Chan Che Man, Lau Susanna K P, Woo Patrick C Y, Tse Herman, Zheng Bo-Jian, Chen Ling, Huang Jian-Dong, Yuen Kwok-Yung
Department of Microbiology, The University of Hong Kong, Hong Kong.
J Virol. 2009 Jan;83(2):1026-35. doi: 10.1128/JVI.01387-08. Epub 2008 Nov 5.
Human coronavirus HKU1 (HCoV-HKU1) is a recently discovered human coronavirus associated with respiratory tract infections worldwide. In this study, we have identified the major histocompatibility complex class I C molecule (HLA-C) as an attachment factor in facilitating HCoV-HKU1 spike (S)-mediated infection. HCoV-HKU1 S pseudotyped virus was assembled using a human immunodeficiency virus type 1-derived reporter virus harboring the human codon-optimized spike of HCoV-HKU1. We identified human alveolar epithelial A549 cells as the most susceptible cell line among those tested to infection by HCoV-HKU1 S pseudotypes. A549 cells were shown to bind purified soluble HCoV-HKU1 S(1-600) glycopeptide. To search for the functional receptor for HCoV-HKU1, an A549 cDNA expression library was constructed and transduced into the nonpermissive, baby hamster kidney cells line BHK-21. Transduced cells that bind soluble HCoV-HKU1 S(1-600) glycoprotein with C-terminal FLAG were sorted. Sequencing of two independent clones revealed cDNA inserts encoding HLA-C. Inhibition of HLA-C expression or function by RNAi silencing and anti-HLA-C antibody decreased HCoV-HKU1 S pseudotyped virus infection of A549 cells by 62 to 65%, whereas pretreatment of cells with neuraminidase decreased such infection by only 13%. When HLA-C was constitutively expressed in another nonpermissive cell line, NIH-3T3, quantitative PCR showed that the binding of HCoV-HKU1 S pseudotyped virus to cell surfaces was increased by 200-fold, but the cells remained nonsusceptible to HCoV-HKU1 S pseudotyped virus infection. Our data suggest that HLA-C is involved in the attachment of HCoV-HKU1 to A549 cells and is a potential candidate to facilitate cell entry. However, other unknown surface proteins on A549 cells may be concomitantly utilized by S glycoprotein of HCoV-HKU1 during viral entry. Further studies are required to elucidate other putative receptors or coreceptors for HCoV-HKU1 and the mechanism of HCoV-HKU1 S-mediated cell entry.

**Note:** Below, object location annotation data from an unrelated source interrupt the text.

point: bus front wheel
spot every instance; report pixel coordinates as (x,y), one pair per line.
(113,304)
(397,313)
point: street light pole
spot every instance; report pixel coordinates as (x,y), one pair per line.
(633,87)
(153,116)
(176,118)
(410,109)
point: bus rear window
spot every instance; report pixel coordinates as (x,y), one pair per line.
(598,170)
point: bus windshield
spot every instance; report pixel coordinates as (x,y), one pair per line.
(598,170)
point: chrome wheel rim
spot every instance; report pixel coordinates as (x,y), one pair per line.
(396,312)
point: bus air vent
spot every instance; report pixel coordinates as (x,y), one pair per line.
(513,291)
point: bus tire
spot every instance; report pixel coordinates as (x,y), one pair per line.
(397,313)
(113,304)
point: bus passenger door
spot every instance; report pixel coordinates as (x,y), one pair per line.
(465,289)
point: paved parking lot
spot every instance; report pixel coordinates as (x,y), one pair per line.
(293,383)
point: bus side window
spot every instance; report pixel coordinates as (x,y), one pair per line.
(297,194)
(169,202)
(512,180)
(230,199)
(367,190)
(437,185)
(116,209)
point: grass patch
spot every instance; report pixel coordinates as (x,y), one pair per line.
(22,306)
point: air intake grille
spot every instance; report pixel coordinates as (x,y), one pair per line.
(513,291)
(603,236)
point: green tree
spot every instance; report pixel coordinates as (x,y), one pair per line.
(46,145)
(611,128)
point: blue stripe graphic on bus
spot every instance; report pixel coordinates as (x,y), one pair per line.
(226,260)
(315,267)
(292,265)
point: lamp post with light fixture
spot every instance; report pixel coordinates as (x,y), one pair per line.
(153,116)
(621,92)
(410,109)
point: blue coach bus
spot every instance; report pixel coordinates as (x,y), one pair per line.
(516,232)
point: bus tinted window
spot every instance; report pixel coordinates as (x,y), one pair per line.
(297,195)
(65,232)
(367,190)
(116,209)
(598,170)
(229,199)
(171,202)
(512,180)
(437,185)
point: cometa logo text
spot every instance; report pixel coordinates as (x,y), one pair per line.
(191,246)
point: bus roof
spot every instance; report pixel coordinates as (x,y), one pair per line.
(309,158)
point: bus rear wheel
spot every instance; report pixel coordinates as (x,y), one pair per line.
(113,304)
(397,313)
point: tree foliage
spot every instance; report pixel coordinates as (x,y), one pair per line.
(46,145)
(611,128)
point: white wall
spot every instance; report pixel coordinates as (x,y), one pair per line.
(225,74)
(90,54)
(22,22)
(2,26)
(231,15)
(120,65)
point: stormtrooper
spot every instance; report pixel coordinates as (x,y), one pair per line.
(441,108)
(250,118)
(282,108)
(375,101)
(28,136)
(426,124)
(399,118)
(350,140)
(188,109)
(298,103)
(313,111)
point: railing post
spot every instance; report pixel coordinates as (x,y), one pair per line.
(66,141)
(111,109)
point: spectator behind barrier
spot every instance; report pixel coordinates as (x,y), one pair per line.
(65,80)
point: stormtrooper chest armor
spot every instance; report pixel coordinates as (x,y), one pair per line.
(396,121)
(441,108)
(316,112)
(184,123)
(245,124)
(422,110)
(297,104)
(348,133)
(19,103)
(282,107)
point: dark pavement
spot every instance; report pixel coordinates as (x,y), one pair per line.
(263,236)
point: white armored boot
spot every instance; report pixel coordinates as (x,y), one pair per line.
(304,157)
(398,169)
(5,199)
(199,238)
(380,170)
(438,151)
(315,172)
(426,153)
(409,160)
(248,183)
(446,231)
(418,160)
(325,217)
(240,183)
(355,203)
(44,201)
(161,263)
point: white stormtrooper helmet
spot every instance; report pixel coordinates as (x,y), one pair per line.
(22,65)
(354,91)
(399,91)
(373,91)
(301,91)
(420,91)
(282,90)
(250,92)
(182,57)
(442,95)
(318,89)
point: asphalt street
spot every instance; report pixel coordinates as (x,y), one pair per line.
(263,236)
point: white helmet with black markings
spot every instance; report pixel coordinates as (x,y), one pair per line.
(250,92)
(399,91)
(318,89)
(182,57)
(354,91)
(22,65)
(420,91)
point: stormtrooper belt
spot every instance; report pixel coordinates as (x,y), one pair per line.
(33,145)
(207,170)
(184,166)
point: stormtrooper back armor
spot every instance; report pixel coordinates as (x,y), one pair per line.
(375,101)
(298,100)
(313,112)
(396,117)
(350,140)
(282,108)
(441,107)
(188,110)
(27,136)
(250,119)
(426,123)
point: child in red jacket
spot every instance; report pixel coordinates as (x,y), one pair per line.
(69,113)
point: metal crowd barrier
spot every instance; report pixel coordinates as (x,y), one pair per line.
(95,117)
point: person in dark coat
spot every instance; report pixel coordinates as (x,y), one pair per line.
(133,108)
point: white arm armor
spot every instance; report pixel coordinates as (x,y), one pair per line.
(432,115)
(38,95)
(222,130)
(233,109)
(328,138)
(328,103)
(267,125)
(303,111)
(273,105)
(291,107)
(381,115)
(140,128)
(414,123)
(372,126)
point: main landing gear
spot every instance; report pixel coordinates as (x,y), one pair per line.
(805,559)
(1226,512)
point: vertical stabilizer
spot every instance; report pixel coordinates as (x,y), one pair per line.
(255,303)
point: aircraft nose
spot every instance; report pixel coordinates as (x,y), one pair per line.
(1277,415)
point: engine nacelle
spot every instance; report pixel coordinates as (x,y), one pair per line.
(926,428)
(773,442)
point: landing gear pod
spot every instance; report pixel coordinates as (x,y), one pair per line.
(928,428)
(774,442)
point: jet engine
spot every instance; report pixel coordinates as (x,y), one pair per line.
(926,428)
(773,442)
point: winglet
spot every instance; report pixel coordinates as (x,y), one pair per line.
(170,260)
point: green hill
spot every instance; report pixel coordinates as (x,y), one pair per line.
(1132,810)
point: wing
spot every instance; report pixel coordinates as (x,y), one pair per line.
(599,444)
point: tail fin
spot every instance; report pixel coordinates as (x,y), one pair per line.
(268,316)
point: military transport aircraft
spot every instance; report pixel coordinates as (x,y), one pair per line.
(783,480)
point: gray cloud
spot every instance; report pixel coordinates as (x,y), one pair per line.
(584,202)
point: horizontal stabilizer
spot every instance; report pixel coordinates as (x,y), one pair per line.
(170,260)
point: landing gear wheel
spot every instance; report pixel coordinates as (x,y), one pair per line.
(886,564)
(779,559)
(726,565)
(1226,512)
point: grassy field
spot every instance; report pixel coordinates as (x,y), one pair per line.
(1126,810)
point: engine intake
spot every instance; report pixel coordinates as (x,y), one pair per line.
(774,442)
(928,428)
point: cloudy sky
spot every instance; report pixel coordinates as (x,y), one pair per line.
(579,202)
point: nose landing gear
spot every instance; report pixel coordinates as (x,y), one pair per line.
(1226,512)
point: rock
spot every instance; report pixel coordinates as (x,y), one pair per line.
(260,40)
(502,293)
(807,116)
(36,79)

人冠状病毒HKU1(HCoV-HKU1)是一种最近发现的与全球呼吸道感染相关的人冠状病毒。在本研究中,我们已确定主要组织相容性复合体I类C分子(HLA-C)是促进HCoV-HKU1刺突(S)介导感染的附着因子。使用携带人密码子优化的HCoV-HKU1刺突的1型人类免疫缺陷病毒衍生的报告病毒组装HCoV-HKU1 S假型病毒。我们确定人肺泡上皮A549细胞是测试的细胞系中对HCoV-HKU1 S假型感染最敏感的细胞系。已证明A549细胞可结合纯化的可溶性HCoV-HKU1 S(1-600)糖肽。为了寻找HCoV-HKU1的功能性受体,构建了A549 cDNA表达文库并转导至非允许性的幼仓鼠肾细胞系BHK-21中。对结合具有C末端FLAG的可溶性HCoV-HKU1 S(1-600)糖蛋白的转导细胞进行分选。对两个独立克隆进行测序,揭示了编码HLA-C的cDNA插入片段。通过RNA干扰沉默和抗HLA-C抗体抑制HLA-C表达或功能,可使A549细胞对HCoV-HKU1 S假型病毒的感染降低62%至65%,而用神经氨酸酶预处理细胞仅使这种感染降低13%。当HLA-C在另一个非允许性细胞系NIH-3T3中组成性表达时,定量PCR显示HCoV-HKU1 S假型病毒与细胞表面的结合增加了200倍,但这些细胞对HCoV-HKU1 S假型病毒感染仍不敏感。我们的数据表明,HLA-C参与HCoV-HKU1与A549细胞的附着,并且是促进细胞进入的潜在候选者。然而,HCoV-HKU1的S糖蛋白在病毒进入期间可能同时利用A549细胞上的其他未知表面蛋白。需要进一步研究以阐明HCoV-HKU1的其他假定受体或共受体以及HCoV-HKU1 S介导的细胞进入机制。